RELIGION, NATION, MARRIAGE: THE LOYALTIES OF MEN
PRAY, WORK, STUDY, PROTECT: THE DUTIES OF MEN


Saturday, November 22, 2014

Religion and Geopolitics Review: Saturday, November 22

Religion and Geopolitics this week includes:

In baseball, left-handed pitching aces are always at a premium; so too, alas, prison wardens who know how to bring desperate men into the hope of the living LORD are a rarity. This country is blessed to have such a warden in charge of our largest prison.

When Peter was confronted by the servant girl in the courtyard he stammered and stuttered when asked if he followed Christ. Cardinal Sean O'Malley seems even more tongue-tied in explaining why the male priesthood is not "immoral" to a feminist TV reporter on 60 Minutes. The best he could do was to say it can't be immoral because Christ wouldn't be immoral, but if he (Cardinal O'Malley) was starting a church, he would have women priests. This embarrassing anthropological confusion and underhanded insult to Our Lord makes the male priesthood incomprehensible not just to lady reporters, but to young seminarians and old priests bereft of a father's voice in dioceses like Boston. The reason so many young teenage males were abused in the Catholic Church is because the careerists who have advanced in the American hierarchy have no father in them. Listen here as an apostle replays Peter in the courtyard. We can only pray that he will see the face of Christ, hear his own words of betrayal, and go somewhere to weep.

An excellent overview with maps and charts of the US relations in Asia by Heritage Foundation researchers.

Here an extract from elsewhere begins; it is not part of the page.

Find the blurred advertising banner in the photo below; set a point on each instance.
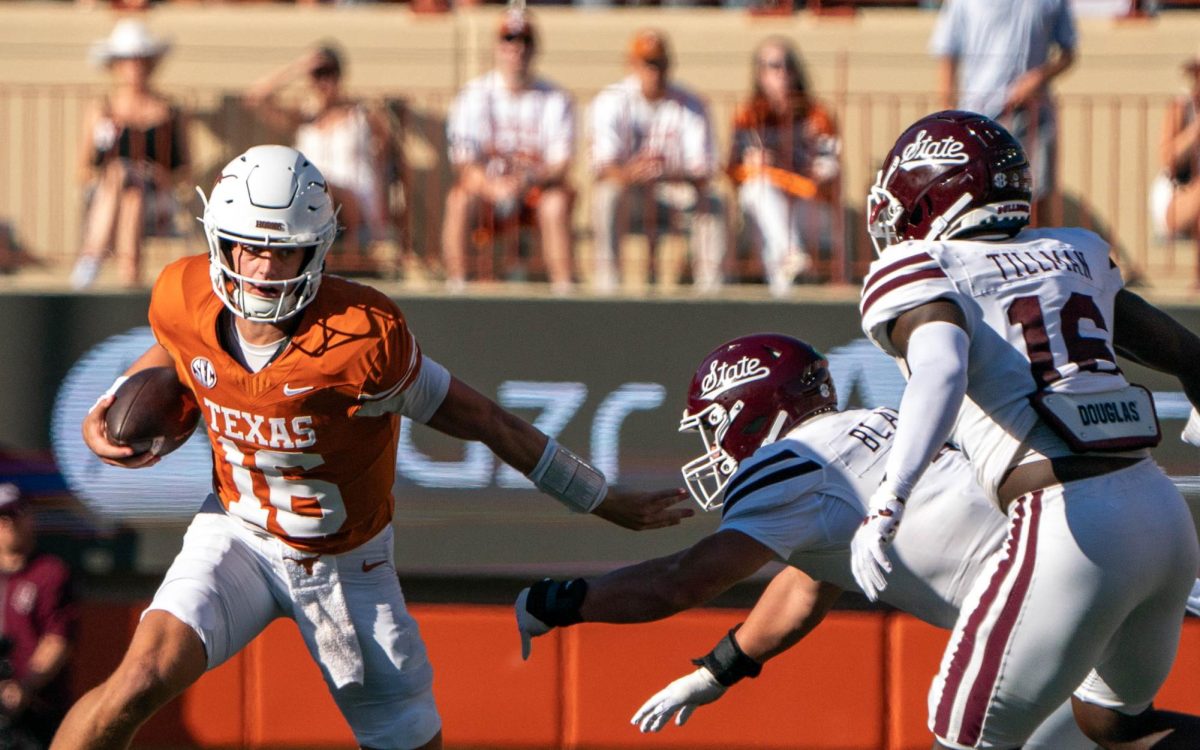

One way to look at the Russian Bear is through the eyes of the Germans as Germans, While many words have been spoken and much ink spilled over Putin's presence in the Baltic Sea and over the skies of the Baltic States, Vladimir Putin - Slavic and Orthodox - has his eyes in the Balkan nations of Europe's southeast. This assessment of the influence of Russia's Putin with other Balkan nations is sobering.

Nations need leaders like the body needs its head. Narenda Modi of India delayed a WTO agreement a few months ago and the pro-business nationalist was labeled a short-sighted obstructionist by the "free trade community." Modi is all for easing barriers to trade in many areas, but food security for his nation was not on the table. The WTO has tied acceptance of its multifaceted treaties with a requirement that nations not subsidize more than 10% of food production for their own populations. This magic number "destabilizes" markets. Obviously, many nations see food production as a part of the national economy ruled by other dictates than elastic pricing and free trade. Mr. Modi held out and his willingness to ease trade barriers in other areas will not depend on his surrendering his governmental duty to feed his people at home. It was a practical lesson in achieving progress in international trade without sacrificing economic nationalism.

On November 13, 2014, The Pew Research Project on Religion and Public Life released a 310-page document on 'Religion in Latin America: Widespread Change in a Historically Catholic Region.' It is an excellent introduction to help us study and ask when the sleeping giants of the Iberian Catholic tradition will reenter the arena of world politics as Catholic nations led by Catholic statesmen.

On this day in 1718, the ruthless Blackbeard met his bloody end in a sea-fight off the Carolina coast. (The first quarter of the 18th century was the Heyday of Pirates, as they preyed upon the commercial routes between Europe and the New World. And where was their safe haven -- the locale "where they [went] to restock, sell their loot, repair their ships and recruit more men"? The British Caribbean.) See also: The Golden Age of Piracy.

President John F. Kennedy died 51 years ago today. He was America's first Catholic president and a masculine liberal who understood that men of different religious creeds were bound by their civic duties against the common threat of armed atheism. He called men to this brotherhood of protective duty in nations large and small.